Neve allo stadio Adriatico, domani la Lega deciderà la data del recupero Il ghiaccio presente sulle tribune ha causato lo slittamento della gara
PESCARA. Alla fine, come previsto, ha vinto la neve. La gara con la Fiorentina è stata rinviata a data da destinarsi e domani verrà deciso quando verrà recuperata, probabilmente il 18 gennaio o il 1 febbraio. Si poteva giocare anche domani, ma la Fiorentina mercoledì sarà in campo per la coppa Italia, al Franchi (ore 17,30), contro il Chievo. Dunque, sosta più lunga del previsto per i biancazzurri, che oggi guarderanno la serie A da spettatori. Le nevicate che si sono abbattute sull’Abruzzo hanno fatto slittare l’incontro di oggi, allo stadio Adriatico. Ieri mattina, dopo la riunione tra Gos e comune di Pescara alla presenza del segretario della società biancazzurra, è stato deciso di rinviare la gara e nel primo pomeriggio è arrivato anche l’atto prefettizio che ha ufficializzato il tutto.
In mattinata il Gos (Gruppo operativo di sicurezza) aveva deciso di non far disputare il match solo per motivi di ordine pubblico. In particolare, perché la presenza di ghiaccio sulle gradinate potrebbe mettere a rischio l’incolumità degli oltre diecimila tifosi attesi allo stadio. «La preoccupazione maggiore non arriva dal terreno di gioco, ma dal ghiaccio presente sugli spalti e la viabilità fortemente compromessa», ha fatto sapere il club con una nota apparsa sul proprio sito internet, calcolando anche che da Firenze erano previsti nove pullman di tifosi ai quali si erano aggiunti due autobus in arrivo da Vicenza per festeggiare i 40 anni di gemellaggio tra la tifoseria biancazzurra e quella vicentina.
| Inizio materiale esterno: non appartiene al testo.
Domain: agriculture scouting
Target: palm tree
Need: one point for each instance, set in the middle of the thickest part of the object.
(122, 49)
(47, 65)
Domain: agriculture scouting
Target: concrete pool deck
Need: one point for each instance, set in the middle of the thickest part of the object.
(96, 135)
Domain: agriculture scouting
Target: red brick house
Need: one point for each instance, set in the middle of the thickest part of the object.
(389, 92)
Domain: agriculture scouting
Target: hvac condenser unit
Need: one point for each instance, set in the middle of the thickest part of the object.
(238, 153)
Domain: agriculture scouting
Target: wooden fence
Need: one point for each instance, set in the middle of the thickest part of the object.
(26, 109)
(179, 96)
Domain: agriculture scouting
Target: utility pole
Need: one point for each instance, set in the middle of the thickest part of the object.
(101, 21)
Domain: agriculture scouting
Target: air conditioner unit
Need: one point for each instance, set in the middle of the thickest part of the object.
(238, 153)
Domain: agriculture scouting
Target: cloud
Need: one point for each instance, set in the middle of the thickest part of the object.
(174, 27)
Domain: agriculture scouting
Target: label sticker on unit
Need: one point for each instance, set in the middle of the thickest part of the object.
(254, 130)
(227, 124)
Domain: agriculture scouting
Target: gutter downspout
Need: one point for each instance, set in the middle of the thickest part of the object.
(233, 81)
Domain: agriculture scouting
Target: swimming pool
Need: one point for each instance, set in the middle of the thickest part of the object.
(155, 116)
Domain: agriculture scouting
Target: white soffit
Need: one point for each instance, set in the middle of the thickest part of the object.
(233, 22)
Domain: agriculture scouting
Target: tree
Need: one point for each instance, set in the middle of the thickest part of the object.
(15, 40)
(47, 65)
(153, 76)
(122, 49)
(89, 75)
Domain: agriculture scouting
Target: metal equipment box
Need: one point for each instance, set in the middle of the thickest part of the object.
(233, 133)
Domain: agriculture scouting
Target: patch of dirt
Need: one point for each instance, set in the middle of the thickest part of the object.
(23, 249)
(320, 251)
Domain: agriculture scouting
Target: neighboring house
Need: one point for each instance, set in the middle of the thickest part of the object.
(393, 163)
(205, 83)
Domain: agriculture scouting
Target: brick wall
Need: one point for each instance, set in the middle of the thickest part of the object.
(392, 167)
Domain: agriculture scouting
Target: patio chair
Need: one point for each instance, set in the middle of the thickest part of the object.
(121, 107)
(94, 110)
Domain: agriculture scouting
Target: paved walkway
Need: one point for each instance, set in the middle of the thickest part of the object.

«La partita è rinviata per motivi di sicurezza», ha ribadito l’assessore allo sport Giuliano Diodati, che ha precisato: «Non sono le condizioni del campo ad aver dettato tale scelta, il manto erboso ha resistito bene alle intemperie, ma la necessità di garantire l’incolumità degli spettatori sugli spalti, a causa della grande quantità di neve e ghiaccio sulle sedute e sulle via di accesso allo stadio». Infatti, la neve caduta sul manto erboso dell’Adriatico non supera i 10 centimetri e non c’erano problemi, visto che gli operai del Comune erano già pronti a spalarla. Il grande pericolo, però, è il ghiaccio che si è formato sugli spalti e nell zone limitrofe dello stadio e che avrebbe creato non pochi problemi agli spettatori. L’ultima partita all’Adriatico rinviata per neve risale al 10 febbraio 2012, quando i biancazzurri allenati da Zeman dovettero rinunciare a disputare la gara con la Juve Stabia.
La sosta si allunga, dunque, per la squadra di Massimo Oddo, che ha giocato l’ultima gara di campionato il 22 dicembre, con il Palermo, che ieri ha perso ad Empoli. La vittoria dei toscani complica i piani per la salvezza, dato che la squadra di Martuscello, oltre ad avere gli scontri diretti a favore con tutte le inseguitrici, ha scavato un solco importante in classifica, salendo a più sette sui biancazzurri.
Ieri mattina a causa delle persistenti nevicate è stato anche annullato l’allenamento di rifinitura al centro sportivo Poggio degli Ulivi e la conferenza stampa dell’allentore pescarese. Quindi, giornata libera per tutti i calciatori e oggi pomeriggio è prevista la ripresa degli allenamenti sul campo sintetico del Poggio degli Ulivi, a Città Sant’Angelo. Massimo Oddo, con questo rinvio, avrà la possibilità di fare integrare al meglio i nuovi acquisti e potrà disporre di Gilardino per la prossima gara in programma domenica (ore 15) con il Napoli, allo stadio San Paolo.